No members of the community attended the virtual hearing to give feedback.

The CPA committee was created through a public process from 2017 to 2018 and following that, public comment was bundled with a community survey to create a planning document for the funds.

"A lot of the specific projects and priorities are based on plans, we didn't have to recreate the wheel," City Planner CJ Hoss explained.

"We use the city's master plan, the open space and recreation plan, a plan related to our conservation properties, as well as a lot of housing work under the CDBG activities funded through this department, the Community Development Block Grant activities lead to a lot of feedback on how that plan was created."

About $2 million in CPA funds have been awarded over the first four years of the program.

When the application process began last year, the CPC received 13 applicants totaling about $573,000.  Hoss said this is the lowest number of applications yet and attributed it to the COVID-19 pandemic.

The City Council approved 12 of the 13 applications, which brought the total fund down to about $472,000. The panel rejected County Club of Pittsfield's application for chimney restoration funds.

the 2021 projects included the Berkshire Antheneum photo digitalization, a barn restoration at Herman Melville's Arrowhead, the YMCA facade restoration, and the Reigning Love Church restoration into the Eastview Apartments.

In fiscal 2020, the CPA process was put on hold in March that year because of the pandemic. During this time, Mayor Linda Tyer put forward a COVID-19 Economic Recovery Program that included a request of $110,000 in CPA funds to be utilized for Emergency Housing Assistance, which was passed by the council.  


The committee discussed increasing press coverage on CPA funding. Members suggested the use of lawn signs and a press release to spread the word.

"I think when it was new, I think a lot of people kind of grabbed on to it, now that we're about four years into it, if there's any plan to maybe every four or five years, kind of re-publicize it to the community that this fund does exist," Anthony DeMartino said.

"I know that projects certainly are incredibly meaningful and some of them get some very good press along the way, but maybe not how they were funded, so maybe the community sort of forgets that this is available to them and to reach out periodically, just that little bit of a reminder for them whether it's through the commissions, through our meetings or through any of the other means of social media."

Also in this meeting, the panel approved an amendment to a past approval from the Berkshire County Historical Society for barn restorations at the Arrowhead.

Executive Director Lesley Herzberg explained that because of inflation, the cost of roofing shingles caused the organization to need about $5,600 more to complete the roof.  

She added that the situation is becoming dire because of the roof's condition, as it has leaked and damaged the security system.

"And I do also just want to make the point that the Historical Society will not be asking for any grants in the 2022 cycle," she said. "I'm sure in the future we'll have some more projects to present but right now where we're trying to finish the two  big projects on our plate and this being one of them, so I do appeal to this committee to look at this as just a little bit more a bump up in that grant and we would certainly appreciate it and it would let the project be completed by the end of this year."
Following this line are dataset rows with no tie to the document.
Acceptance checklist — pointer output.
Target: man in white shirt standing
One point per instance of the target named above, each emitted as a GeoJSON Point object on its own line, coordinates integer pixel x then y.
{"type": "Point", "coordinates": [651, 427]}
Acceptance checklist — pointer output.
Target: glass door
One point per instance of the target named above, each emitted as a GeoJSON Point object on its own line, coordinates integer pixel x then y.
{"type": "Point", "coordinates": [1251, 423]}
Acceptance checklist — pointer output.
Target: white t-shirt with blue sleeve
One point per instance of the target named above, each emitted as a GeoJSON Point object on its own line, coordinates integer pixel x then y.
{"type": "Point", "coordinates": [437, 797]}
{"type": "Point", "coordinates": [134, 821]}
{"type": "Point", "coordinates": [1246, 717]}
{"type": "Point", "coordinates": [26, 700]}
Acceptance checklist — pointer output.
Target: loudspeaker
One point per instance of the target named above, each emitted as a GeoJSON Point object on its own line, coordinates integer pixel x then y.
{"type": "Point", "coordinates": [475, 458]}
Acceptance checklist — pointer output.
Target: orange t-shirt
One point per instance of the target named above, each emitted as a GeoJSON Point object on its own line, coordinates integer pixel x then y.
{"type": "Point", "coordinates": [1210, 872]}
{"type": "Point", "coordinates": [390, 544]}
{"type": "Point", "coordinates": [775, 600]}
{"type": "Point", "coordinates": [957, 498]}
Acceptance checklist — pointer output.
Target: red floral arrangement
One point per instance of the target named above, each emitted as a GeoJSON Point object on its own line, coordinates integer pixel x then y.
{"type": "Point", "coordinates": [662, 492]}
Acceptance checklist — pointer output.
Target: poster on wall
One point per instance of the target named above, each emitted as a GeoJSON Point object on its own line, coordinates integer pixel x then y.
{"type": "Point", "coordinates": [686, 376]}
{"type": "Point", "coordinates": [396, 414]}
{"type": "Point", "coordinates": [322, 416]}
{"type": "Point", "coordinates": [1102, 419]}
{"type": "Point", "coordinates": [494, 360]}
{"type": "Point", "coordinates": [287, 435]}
The commission voted to award the historic society with $6,000 in additional funding for a buffer in cases prices go up even higher.

According to the Community Preservation Coalition, the project received $25,000 in CPA funds for the barn project in 2019. 

Applications for CPA funding are due by 3 p.m. on Nov. 5.  

Projects that include city-owned property must have support or endorsement from a city body as part of the application. Projects that require endorsement from a city body to determine eligibility must do so prior to eligibility decisions at the Historical Commission meeting on Nov. 15 and the Parks Commission meeting on Nov. 16.